Не знаю, дойдет ли до Вас мое письмо, не утонет ли в канцелярии. Но в любом случае история с запретом статьи "Ленинградское дело 1980 года" для меня сегодня - удар по гласности, которую партия провозгласила основой перестройки. Потому-то копию письма к Вам я направил М. С. Горбачеву. Сообщаю также, что об истории запрещенной статьи я сообщил (кому устно, кому письменно) некоторым писателям - народным депутатам".
Число, подпись...
В этом письме - вижу я сегодня - отразились наши настроения той поры, счастливого времени надежд, когда можно было еще с гордостью за собственную страну произносить слово "перестройка" и дарить своим западным друзьям майки с надписями на них "Гласность", "Горбачев". Да и не только западным...

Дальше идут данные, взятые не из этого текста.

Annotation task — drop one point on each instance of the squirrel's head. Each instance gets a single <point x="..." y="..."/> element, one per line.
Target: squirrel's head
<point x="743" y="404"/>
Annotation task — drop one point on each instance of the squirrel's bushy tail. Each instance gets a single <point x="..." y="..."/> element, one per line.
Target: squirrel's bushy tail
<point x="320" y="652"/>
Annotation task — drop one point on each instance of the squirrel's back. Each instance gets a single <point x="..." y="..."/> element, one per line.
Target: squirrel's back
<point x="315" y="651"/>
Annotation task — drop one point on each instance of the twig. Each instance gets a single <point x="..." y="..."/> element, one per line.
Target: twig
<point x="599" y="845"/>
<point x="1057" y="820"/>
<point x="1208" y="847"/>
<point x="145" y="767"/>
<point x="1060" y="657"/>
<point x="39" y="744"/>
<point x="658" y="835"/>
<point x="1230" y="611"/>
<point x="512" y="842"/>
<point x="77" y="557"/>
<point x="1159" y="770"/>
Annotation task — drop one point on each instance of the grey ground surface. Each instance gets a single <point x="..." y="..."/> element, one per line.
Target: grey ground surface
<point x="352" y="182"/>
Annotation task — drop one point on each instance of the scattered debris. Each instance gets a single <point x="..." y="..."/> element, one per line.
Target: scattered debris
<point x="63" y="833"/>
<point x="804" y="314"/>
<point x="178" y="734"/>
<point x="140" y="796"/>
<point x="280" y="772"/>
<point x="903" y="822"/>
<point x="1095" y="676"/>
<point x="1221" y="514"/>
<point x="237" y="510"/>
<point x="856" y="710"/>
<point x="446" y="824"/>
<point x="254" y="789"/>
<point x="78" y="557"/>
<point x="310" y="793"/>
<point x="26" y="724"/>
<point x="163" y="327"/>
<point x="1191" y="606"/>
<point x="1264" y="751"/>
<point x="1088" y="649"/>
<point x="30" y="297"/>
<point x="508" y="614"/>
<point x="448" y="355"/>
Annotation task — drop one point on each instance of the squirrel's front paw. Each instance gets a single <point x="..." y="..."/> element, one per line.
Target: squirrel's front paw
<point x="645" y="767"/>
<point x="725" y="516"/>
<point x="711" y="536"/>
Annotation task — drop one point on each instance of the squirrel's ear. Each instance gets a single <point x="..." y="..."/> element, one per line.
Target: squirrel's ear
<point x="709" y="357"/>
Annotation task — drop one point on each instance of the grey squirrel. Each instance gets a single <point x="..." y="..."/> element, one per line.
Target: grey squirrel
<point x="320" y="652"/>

Оказавшись в Болгарии за несколько месяцев до крушения Живкова, помню, как мой друг замечательный болгарский поэт Румен Леонидов специально нацепил подаренную нами майку с "Горбачевым", и как только он появился на сцене, в зале тут же вспыхнули аплодисменты... И как я сам, выступая в Пловдиве, запнулся перед тем как ответить на вопрос из зала: "Почему вы нам не помогаете? Когда же, наконец, Горбачев снимет Живкова?!" Я промямлил в ответ какие-то необязательные слова, испугавшись обвинений во вмешательстве во внутренние дела чужого государства (и почувствовал, как были разочарованы люди моим ответом), но, может быть, ни до, ни после я не чувствовал такой гордости - пусть наивной, детской! - но гордости за собственную страну.
Помню, как тогда же вечером, при возвращении из Пловдива в Софию, нас остановили для проверки документов, и потом какая-то машина всю дорогу тащилась за нами, а утром, завтракая в доме еще одного нашего друга, тоже поэта, Георгия Борисова, мы увидели человека с кинокамерой в окне дома напротив.
Да, все это было, было... Не только разочарования выпали на наш век.
И потому, хотя в письме на самый верх шла речь о судьбе конкретного человека и конкретной статьи, но за одной историей стояли тысячи, миллионы других и было то, на что мы тогда надеялись: не может одна организация десятилетиями ломать и гнуть миллионы судеб, не может быть такой официальной государственной политики, при которой человек песчинка, никто, ничто, не должна же страна так ненавидеть своих граждан!